Imagine I have a 3 sided die: two faces marked 0, one face marked 2

Whenever a two is rolled, two more rolls are to occur. How do I determine the average number of rolls that will occur?

I tried figuring this out based on an explanation of exploding dice (http://axiscity.hexamon.net/users/isomage/rpgmath/explode/) but I'm not sure I'm even headed in the right direction.

p(number of rolls)

p(1) = 1/3
p(3) = 1/3 * 2/3 * 2/3
p(5) = 1/3 * 1/3 * 2/3 * 2/3 * 2/3
p(7) = 1/3 * 1/3 * 1/3 * 2/3 * 2/3 * 2/3 * 2/3
p(n) = n+1/3^n

Solve for the sum of p(n) ???

Are those probabilities correct or do i have to include the alternate ordering (ex: p(5) = 1/3 * 2/3 * 1/3 * 2/3 * 2/3)

what about a 3 sided die: 0,1,2 where 1 = +1 roll and 2 = +2 rolls? what about a 20 sided die: 15 zero faces, 3 two faces, 1 three face, and 1 five face?

Curious why in the heck I care?

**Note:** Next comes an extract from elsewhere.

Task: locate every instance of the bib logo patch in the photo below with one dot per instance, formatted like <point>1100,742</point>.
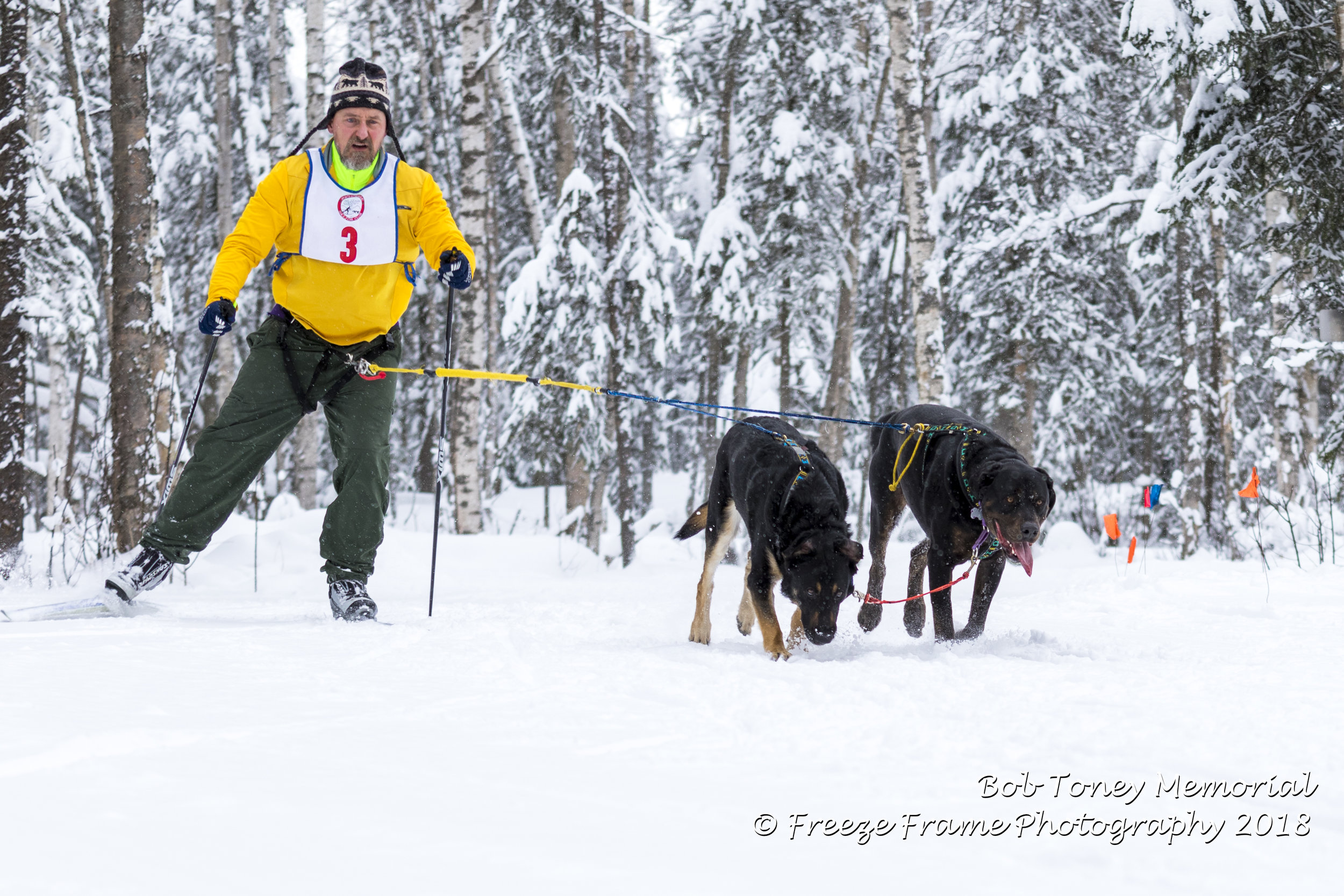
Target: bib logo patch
<point>350,206</point>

In an effort to learn python i thought it'd be fun to generate a random dungeon. Now i'm curious about the probabilities of the random (or should I say psuedo-random) generation.

I tried digesting the question/answers linked below ... snow crash! If you do help me, please, please, feed me via spoon. I am a statistics baby.

How to easily determine the results distribution for multiple dice?

Help with probabilities on a game I am making

Now i'm going to read http://www.diku.dk/hjemmesider/ansatte/torbenm/Troll/RPGdice.pdf while I wait for enlightenment

Thanks in advance for said enlightenment.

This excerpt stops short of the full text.